The main operations in October were further west.  While Lincoln and McClellan were meeting on the 3rd, approximately 22,000 Confederates under General Earl Van Dorn attacked the important northern Mississippi railroad town of Corinth. Major General William Rosecrans’ Federals had fortified the town with extensive lines of defensive works, and met the attack at the outer line of fortifications north and northwest of the town. Van Dorn pushed the Union forces back to their inner line of works before ceasing operations at sunset.

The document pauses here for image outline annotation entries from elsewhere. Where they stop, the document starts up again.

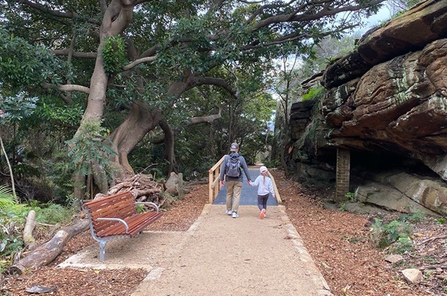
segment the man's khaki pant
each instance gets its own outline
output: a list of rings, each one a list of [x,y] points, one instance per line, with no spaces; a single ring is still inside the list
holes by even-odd
[[[226,181],[227,210],[237,212],[242,189],[242,181]]]

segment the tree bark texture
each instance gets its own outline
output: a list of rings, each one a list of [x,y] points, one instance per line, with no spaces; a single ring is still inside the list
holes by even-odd
[[[38,247],[29,255],[8,268],[6,273],[22,274],[26,270],[36,270],[50,264],[61,254],[71,237],[87,231],[89,227],[89,221],[82,219],[57,231],[48,242]]]

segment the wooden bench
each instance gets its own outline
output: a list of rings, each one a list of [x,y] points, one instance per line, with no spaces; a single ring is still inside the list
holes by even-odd
[[[137,204],[149,205],[154,212],[137,213]],[[90,221],[91,236],[99,242],[99,260],[104,261],[107,242],[133,237],[163,215],[154,203],[135,202],[130,191],[84,203]]]

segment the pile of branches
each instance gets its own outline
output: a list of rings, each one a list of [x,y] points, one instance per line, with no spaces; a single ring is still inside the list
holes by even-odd
[[[150,201],[161,208],[168,198],[168,194],[164,193],[166,191],[165,183],[157,182],[150,175],[137,174],[131,178],[118,178],[115,184],[107,194],[98,193],[94,199],[130,191],[136,201]]]

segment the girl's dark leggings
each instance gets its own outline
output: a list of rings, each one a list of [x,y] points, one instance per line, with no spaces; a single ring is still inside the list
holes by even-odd
[[[267,200],[268,199],[269,195],[270,195],[270,194],[258,195],[258,208],[259,208],[260,211],[263,209],[267,210]]]

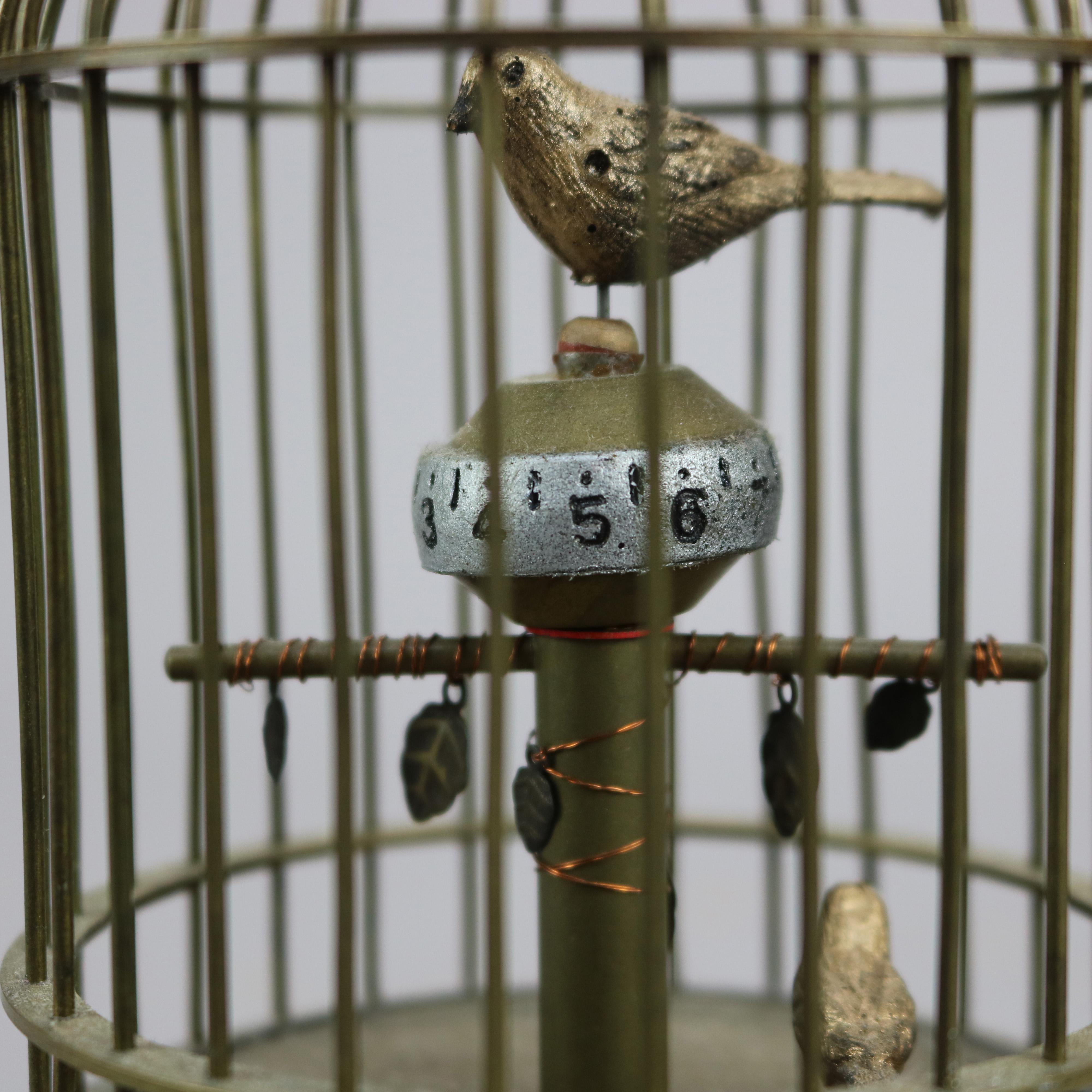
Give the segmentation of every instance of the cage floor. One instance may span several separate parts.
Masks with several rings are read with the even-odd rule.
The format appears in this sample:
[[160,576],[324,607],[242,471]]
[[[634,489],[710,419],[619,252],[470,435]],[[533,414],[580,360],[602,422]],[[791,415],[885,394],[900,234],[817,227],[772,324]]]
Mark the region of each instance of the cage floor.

Van Dorn resumed the attack on the 4th.  Rosecrans had regrouped during the night and was ready.  The Confederates were initially successful, overrunning Battery Powell on the union right. Fighting was also extensive at Battery Robinette in the Union center, with the two sides engaging in hand to hand combat.  But the Federals held, and Van Dorn was forced to retreat. Rosecrans did not pursue Van Dorn until the next day. Although Van Dorn engaged a Union force under Major General E.O.C. Ord at the Battle of Davis Bridge on the 4th, his army was able to escape destruction.

Further north in Kentucky, the Union Army of the Ohio under Major General Don Carlos Buell attacked General Braxton Braggs’ Confederate Army of Mississippi at Perryville on October 8th. The Confederates had invaded Kentucky late in the summer to try to win back the important border state from Union control.  There were attacks and counterattacks, but at the conclusion of the fighting, Bragg was forced to withdraw to Tennessee. The Battle of Perryville cost the north 4200 total casualties, while the south had 3200. It was the largest battle in Kentucky during the war, and ended the Confederate invasion of that state.

After a summer of defeat, Union armies had stopped the invasions of Maryland and Kentucky in September and October. But the Confederate armies hadn’t been destroyed, and complete victory was nowhere in sight as October came to a close.